Variabilidade climática pode não impulsionar mudanças evolutivas tanto quanto se pensava, segundo estudo

Durante a estação seca, a evaporação da água deixa para trás cristais de trona, que crescem no leito do lago Magadi, o lago mais ao sul do vale do Rift queniano. Uma plataforma de perfuração usada no estudo é vista elevando-se acima do leito seco do lago. Crédito: Andrew Cohen/Universidade do Arizona

Um novo estudo que combina dados climáticos com registros fósseis de grandes mamíferos que viveram em toda a África durante os últimos 4 milhões de anos lança dúvidas sobre uma hipótese de longa data de que mudanças repetidas no clima atuaram como os principais impulsionadores da mudança evolutiva em mamíferos, incluindo ancestrais humanos.

Publicado na revista Proceedings of the National Academy of Sciences, o estudo produz uma síntese da variabilidade ambiental em todo o continente africano durante o Plio-Pleistoceno, um período da história da Terra que abrange aproximadamente os últimos 5 milhões de anos e inclui a última era glacial de cerca de 20.000 anos atrás.

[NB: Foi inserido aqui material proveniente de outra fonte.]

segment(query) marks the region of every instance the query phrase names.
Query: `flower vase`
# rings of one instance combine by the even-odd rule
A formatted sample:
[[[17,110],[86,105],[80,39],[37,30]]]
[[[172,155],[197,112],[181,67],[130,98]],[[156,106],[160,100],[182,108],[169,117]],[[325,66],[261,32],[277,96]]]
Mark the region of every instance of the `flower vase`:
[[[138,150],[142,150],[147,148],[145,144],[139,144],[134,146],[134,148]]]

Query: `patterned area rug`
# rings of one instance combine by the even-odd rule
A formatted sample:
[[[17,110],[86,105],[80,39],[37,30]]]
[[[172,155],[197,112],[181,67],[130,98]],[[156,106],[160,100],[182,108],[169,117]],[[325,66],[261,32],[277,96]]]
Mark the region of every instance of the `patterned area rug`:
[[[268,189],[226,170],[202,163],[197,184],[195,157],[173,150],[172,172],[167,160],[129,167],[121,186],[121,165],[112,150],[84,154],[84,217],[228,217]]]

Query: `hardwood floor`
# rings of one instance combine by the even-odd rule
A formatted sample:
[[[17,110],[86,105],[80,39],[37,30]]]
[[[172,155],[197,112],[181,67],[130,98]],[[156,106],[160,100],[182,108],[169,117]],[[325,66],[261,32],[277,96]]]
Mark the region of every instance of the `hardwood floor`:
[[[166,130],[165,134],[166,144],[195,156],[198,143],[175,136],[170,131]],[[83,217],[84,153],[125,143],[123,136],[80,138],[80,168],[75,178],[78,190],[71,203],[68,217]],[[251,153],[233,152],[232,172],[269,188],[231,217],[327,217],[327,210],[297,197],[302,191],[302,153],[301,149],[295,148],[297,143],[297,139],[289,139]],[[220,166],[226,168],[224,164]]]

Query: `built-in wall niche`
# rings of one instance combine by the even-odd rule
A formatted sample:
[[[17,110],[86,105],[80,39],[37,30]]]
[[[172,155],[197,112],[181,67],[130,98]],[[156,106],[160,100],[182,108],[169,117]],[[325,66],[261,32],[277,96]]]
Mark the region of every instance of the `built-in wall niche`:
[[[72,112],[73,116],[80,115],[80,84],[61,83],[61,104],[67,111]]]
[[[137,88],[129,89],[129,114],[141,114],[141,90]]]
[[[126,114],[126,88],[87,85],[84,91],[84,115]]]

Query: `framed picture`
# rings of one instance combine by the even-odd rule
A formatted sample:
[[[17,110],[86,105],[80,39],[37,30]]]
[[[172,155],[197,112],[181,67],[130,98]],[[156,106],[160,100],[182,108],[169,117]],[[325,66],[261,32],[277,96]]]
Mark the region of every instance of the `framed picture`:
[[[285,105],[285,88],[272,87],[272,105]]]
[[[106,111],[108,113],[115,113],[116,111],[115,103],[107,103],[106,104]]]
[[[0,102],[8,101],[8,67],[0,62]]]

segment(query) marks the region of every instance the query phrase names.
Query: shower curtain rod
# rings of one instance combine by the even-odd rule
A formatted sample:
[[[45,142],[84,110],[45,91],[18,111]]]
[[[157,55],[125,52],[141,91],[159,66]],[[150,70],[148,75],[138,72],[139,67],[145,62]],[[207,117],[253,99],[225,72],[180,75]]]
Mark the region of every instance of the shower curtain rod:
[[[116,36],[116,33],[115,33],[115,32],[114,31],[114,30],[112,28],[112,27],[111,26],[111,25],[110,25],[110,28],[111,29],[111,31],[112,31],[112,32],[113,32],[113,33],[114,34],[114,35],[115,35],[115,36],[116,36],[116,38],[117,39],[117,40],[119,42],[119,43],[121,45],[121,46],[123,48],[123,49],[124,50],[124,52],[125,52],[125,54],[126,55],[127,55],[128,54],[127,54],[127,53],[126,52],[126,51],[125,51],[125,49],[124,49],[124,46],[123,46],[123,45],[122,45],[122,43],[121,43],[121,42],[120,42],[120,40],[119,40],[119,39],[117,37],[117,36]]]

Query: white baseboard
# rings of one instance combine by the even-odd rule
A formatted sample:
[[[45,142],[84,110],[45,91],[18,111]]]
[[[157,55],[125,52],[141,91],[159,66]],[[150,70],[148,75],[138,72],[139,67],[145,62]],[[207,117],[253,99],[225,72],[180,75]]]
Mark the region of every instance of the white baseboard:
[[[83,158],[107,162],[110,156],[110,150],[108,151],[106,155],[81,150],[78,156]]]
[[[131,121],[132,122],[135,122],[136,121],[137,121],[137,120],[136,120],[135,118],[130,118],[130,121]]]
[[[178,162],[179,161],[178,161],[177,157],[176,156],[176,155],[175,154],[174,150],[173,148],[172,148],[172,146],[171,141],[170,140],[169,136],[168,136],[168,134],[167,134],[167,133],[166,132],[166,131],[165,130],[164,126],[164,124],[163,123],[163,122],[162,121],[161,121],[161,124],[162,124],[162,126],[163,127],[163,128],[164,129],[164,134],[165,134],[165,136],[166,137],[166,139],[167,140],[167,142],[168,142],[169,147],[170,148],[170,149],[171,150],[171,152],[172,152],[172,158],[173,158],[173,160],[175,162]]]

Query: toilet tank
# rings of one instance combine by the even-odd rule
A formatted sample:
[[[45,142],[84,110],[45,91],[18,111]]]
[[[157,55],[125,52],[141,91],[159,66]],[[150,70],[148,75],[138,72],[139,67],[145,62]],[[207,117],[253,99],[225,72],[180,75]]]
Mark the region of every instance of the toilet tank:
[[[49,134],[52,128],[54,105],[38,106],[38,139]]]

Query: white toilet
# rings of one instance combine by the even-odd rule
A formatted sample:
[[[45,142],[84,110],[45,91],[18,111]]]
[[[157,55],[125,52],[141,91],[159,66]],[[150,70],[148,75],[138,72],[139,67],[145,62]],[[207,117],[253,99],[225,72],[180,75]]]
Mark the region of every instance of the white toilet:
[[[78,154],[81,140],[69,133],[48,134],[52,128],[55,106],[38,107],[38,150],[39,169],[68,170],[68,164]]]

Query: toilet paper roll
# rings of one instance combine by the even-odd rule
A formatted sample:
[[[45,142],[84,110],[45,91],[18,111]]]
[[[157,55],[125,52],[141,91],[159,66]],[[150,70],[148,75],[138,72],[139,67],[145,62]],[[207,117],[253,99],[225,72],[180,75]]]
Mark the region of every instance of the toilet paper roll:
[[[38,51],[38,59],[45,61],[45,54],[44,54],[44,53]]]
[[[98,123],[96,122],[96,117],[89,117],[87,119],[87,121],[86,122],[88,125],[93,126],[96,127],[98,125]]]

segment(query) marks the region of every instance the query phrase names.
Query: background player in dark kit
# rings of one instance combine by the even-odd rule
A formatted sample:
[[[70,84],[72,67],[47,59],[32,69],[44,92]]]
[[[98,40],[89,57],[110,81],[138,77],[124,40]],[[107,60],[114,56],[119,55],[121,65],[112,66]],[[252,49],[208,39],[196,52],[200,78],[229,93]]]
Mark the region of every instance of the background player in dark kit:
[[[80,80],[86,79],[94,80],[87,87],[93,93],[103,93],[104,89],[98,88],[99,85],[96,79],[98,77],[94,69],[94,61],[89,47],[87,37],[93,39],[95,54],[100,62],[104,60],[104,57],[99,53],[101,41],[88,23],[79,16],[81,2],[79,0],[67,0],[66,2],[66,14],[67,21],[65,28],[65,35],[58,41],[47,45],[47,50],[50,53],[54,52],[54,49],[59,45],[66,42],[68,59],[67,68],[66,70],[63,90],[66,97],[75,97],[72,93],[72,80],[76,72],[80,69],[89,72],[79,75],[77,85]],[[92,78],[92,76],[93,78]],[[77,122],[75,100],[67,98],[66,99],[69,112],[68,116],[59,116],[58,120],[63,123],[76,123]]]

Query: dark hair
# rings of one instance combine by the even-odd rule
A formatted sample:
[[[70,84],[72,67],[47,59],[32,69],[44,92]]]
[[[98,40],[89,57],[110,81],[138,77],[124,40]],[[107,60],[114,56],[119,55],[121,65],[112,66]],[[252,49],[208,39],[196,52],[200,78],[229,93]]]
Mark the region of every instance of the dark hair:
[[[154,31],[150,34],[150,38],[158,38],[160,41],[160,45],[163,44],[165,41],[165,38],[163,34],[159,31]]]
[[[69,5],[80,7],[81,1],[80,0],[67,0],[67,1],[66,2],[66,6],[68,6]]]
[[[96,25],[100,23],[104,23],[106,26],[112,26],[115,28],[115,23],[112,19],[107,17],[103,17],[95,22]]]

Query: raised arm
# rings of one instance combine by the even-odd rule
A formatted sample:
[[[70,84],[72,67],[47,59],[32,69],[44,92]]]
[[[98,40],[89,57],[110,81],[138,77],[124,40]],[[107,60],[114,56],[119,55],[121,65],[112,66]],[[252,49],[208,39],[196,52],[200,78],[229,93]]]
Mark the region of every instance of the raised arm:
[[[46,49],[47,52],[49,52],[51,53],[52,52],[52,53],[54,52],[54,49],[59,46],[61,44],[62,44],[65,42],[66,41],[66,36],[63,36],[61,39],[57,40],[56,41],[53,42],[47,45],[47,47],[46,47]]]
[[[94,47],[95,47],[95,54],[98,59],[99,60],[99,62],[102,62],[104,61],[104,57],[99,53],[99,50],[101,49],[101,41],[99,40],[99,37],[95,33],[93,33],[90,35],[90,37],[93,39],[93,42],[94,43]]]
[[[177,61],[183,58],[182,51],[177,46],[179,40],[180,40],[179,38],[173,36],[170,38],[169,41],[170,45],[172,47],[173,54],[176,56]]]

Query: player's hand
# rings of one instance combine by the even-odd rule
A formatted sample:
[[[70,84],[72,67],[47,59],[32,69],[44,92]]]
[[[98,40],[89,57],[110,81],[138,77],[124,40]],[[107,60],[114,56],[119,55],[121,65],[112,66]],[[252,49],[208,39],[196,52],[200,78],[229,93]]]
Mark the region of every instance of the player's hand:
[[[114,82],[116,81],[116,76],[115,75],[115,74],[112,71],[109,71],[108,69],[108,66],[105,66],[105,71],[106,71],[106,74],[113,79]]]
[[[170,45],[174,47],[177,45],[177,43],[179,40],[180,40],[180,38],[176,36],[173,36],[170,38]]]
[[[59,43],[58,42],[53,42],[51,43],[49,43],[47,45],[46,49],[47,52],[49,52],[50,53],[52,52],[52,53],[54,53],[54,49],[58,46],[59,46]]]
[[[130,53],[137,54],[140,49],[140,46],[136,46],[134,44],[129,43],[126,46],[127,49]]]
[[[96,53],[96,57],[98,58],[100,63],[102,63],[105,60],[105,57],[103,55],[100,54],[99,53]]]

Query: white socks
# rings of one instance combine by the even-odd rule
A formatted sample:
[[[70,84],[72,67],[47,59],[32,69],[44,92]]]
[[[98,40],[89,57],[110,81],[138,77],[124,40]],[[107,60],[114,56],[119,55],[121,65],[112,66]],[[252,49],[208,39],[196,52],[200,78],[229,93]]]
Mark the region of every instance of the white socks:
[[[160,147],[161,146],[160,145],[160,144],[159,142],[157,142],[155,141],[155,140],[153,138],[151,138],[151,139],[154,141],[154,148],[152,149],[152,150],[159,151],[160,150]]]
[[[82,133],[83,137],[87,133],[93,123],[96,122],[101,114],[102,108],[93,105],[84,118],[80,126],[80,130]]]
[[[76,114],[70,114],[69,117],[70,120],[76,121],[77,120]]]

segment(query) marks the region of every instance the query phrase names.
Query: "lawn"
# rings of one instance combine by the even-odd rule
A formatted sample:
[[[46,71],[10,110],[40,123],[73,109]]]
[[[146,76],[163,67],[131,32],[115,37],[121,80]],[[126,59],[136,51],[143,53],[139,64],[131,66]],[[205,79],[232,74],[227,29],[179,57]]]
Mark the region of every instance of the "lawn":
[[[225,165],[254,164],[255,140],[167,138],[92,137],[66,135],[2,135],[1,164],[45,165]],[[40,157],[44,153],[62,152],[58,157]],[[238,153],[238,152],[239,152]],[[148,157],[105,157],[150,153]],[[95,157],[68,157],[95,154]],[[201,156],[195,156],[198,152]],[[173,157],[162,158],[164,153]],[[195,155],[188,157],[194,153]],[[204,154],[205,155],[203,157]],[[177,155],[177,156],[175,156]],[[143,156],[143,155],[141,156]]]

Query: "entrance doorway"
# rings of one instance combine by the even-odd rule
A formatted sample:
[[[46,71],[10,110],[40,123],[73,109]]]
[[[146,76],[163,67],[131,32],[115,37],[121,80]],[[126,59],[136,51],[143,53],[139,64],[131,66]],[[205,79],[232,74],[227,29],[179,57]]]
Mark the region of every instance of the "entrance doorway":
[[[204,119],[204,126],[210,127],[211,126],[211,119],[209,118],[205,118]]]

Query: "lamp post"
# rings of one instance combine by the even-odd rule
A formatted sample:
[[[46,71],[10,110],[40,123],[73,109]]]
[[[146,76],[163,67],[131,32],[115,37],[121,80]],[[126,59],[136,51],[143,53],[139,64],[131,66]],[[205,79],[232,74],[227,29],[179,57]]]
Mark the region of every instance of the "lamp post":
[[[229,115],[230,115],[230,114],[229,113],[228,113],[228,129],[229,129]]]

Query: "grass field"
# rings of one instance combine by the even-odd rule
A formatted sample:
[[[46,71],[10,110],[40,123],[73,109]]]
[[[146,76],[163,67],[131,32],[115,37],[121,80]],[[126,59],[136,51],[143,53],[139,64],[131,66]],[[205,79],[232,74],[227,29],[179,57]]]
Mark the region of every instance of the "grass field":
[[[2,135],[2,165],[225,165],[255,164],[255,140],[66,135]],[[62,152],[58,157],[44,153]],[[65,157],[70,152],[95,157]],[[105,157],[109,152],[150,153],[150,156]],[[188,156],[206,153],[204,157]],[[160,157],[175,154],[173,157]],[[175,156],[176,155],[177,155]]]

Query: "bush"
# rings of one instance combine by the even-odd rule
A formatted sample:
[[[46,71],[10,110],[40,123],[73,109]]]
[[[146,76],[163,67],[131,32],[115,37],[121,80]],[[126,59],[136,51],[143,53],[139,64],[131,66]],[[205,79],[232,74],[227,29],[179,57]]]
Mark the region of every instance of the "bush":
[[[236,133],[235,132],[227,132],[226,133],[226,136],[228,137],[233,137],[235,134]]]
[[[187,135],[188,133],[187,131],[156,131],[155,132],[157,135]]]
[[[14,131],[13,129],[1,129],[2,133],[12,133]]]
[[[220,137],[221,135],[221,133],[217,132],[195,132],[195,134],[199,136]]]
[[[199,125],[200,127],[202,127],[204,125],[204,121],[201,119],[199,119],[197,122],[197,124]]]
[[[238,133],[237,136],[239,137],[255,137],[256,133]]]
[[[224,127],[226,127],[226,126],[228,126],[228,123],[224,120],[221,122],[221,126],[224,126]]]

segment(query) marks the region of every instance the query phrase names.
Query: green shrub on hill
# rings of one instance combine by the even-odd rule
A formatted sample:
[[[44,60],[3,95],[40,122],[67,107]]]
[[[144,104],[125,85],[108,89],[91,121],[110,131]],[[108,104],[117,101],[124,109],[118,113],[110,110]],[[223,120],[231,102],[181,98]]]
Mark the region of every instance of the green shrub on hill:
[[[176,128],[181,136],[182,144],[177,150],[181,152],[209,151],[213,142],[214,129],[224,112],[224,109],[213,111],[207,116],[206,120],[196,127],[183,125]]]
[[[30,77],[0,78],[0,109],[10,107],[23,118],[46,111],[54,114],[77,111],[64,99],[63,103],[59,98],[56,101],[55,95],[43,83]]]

O estudo constata que a variabilidade ambiental durante esse período reflete as mudanças na órbita e orientação da Terra em relação ao Sol, conforme previsto por um fenômeno natural conhecido como ciclos de Milankovic. Esses ciclos expõem nosso planeta a intensidade variável de radiação solar, resultando em efeitos cíclicos bem documentados no clima da Terra em várias frequências.

Os pesquisadores observaram uma tendência de longo prazo de aumento da variabilidade ambiental em toda a África atribuível a variações no volume global de gelo e na temperatura do oceano. Os resultados, no entanto, não forneceram uma correlação significativa entre a variação ambiental e as taxas de origem ou extinção de espécies, sugerindo que a variabilidade ambiental e a rotatividade de espécies podem não estar intimamente relacionadas, uma noção que tem sido amplamente debatida na comunidade científica.

A ideia de que as tendências de longo prazo em direção a um clima mais úmido ou mais seco podem ter sido um impulsionador da evolução humana remonta ao tempo de Charles Darwin, de acordo com o primeiro autor do artigo, Andrew Cohen, professor ilustre da Universidade do Departamento do Arizona. de Geociências e do Departamento de Ecologia e Biologia Evolutiva. Uma grande mudança ocorreu no final da década de 1990, com a introdução na comunidade científica da influente hipótese de seleção de variabilidade.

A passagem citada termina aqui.